On the face of it, the spectacle of a mob boss and his wife reacting to their nihilistic son's worldview and the education that brought him to that place seems improbable. Why would a professional criminal have scruples about God? But the scene is, in fact, so true to life that even Gandolfini's considerable skills are not the only key to the scene's credibility. The scene is also thoroughly human, and deeply rooted in the meaning-making that is part and parcel of our existence.
It is commonplace to attribute that need to religious training and, of course, even in this scene from the series, one can argue that Tony Soprano's reaction is rooted in his fictional Catholic upbringing. But, in truth, the quest for meaning is a human activity. It is not, strictly speaking, religious in nature.
What is striking in this clip is the assumption defended by the Sopranos' children that real education is, by definition, a destructive and nihilistic enterprise. Having taught for years now on both the graduate and undergraduate level, I don't believe that is the case.

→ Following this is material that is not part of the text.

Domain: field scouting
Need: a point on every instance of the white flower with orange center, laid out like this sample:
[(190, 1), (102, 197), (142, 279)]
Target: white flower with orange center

Educators cannot simply underwrite the values of a student's home. They do not and cannot know what those values might be. They also vary greatly across a classroom and higher education may offer an opportunity to think more deeply and systematically about those values for the first time in life (or so we might hope). But the systematic effort to destroy or denigrate the values students bring to the classroom with them is a lazy approach to the educational process. It is far harder to make a case for what they should believe in.
The destructive educational enterprise is also born of an ideology of its own. Witness, for example, Curtis White's criticism of Christopher Hitchens' book, God Is Not Great. White, who is also an atheist, skewers Hitchens for relying on narrow caricatures, for playing fast and loose with history, and for failing to define what he means by "reason"—all in the service of ideology. But the ploys Hitchens uses are so common in the average classroom that White is all but alone among mainstream writers in drawing attention to the flaws in that kind of argument.
It is little wonder, then, that the Sopranos are not the only American family outraged by the gaps in the education their children are getting. But what is missing is not a simple endorsement of what our children are taught at home. What is missing is an approach to education that honors the deeply spiritual enterprise of making meaning. It takes no effort to challenge the values that anyone might choose to give their life direction. It takes deep integrity and academic rigor to discover and own a worldview and values in a world where there will always be unanswered questions. The latter is both a deeply spiritual and intellectually demanding task that should be facilitated, not frustrated in the academy.
The difference between the two should be the difference between a freshman and senior. It is definitely the difference between a teacher and an ideologue with a classroom.